Well, I have had my requisite good idea for the year. If you use a high-performance computing facility, odds are you use some kind of batch job system like PBS to submit and monitor jobs. We use a modified form of qstat to monitor jobs – how much walltime has elapsed, project codes, ram and scratch usage and the like.
The problem:
Unfortunately the program is terminal size-agnostic and as such fits all salient information into 80 characters. Thus the summary truncates job names to the first 8 characters. Granted, 8 characters offers many many unique job names, however I prefer my jobs to be fully summarisable by their titles. I want information on what the molecule is, what the job type is, the charge, spin multiplicity and d electron configuration, cleanly delimited for readability. This means that my job names are often something like dc6_BSLT_108b: a Broken Symmetry Linear Transit on molecule dc6 with a charge of 1, 8 unpaired electrons and a d electron configuration of ‘B’.
Why not just reverse the order?
The name is still truncated. Whilst the fiddly details of each job are now revealed, it’s difficult to see the context of the details – i.e. what the job type is and even what molecule you’re looking at!
What about the lab book?
Lab books document results and process, they shouldn’t be hashtables of job codes. Moreover, I believe that computational jobs should be effectively self-documenting – they should contain sufficient information to make sense on their own, both in the file name and in the internal comments structure.
This said, ‘electron configuration of B’ is not amazingly lucid – as such, I need to draw each configuration out (initially in the lab book, and then presentably in inkscape, illustrator or whatever), and this in some sense does constitute a lookup table. Drawing these out is necessary anyhow for when it comes time to publish/writeup.
Ultimately, the real point is that seeing these descriptors in the PBS queue is actually so that I can keep track of what has been submitted without having to use something so barbaric and crass as a pencil and post-it note. This stops me from submitting the same job twice (which is in clear violation of the no cloning theorem) and causing some combination of the following:
- Abnormal job termination.
- Cosmic horror.
- Weakly acausal behaviour in the spinny thing.
- Corpses half-embedded in walls, floors, etc.
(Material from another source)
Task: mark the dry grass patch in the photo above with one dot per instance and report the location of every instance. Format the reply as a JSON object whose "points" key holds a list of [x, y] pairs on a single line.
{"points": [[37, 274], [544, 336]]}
- Excessive IO to /scratch/
- Spontaneous formation of malevolent hyper-intelligences in the cluster.
- Wasted CPU-time quota.
- Stuff like in that movie ‘Jacob’s Ladder’
You’re rambling.
Okay so the dumb PBS trick is to encode information about the job in the least significant digits of the walltime limit. Why set a job time limit at 4:00:00 when you can set it for 4:18:01 and be able to glean the relevant details of the job from that? Anyhow, this is my new tactic to keep track of stuff. And, looking at the queue as a whole, it seems that at least a handful of other people are doing the same thing… I feel validated. Note that they were doing this before I thought of it, so I’ve not started a trend.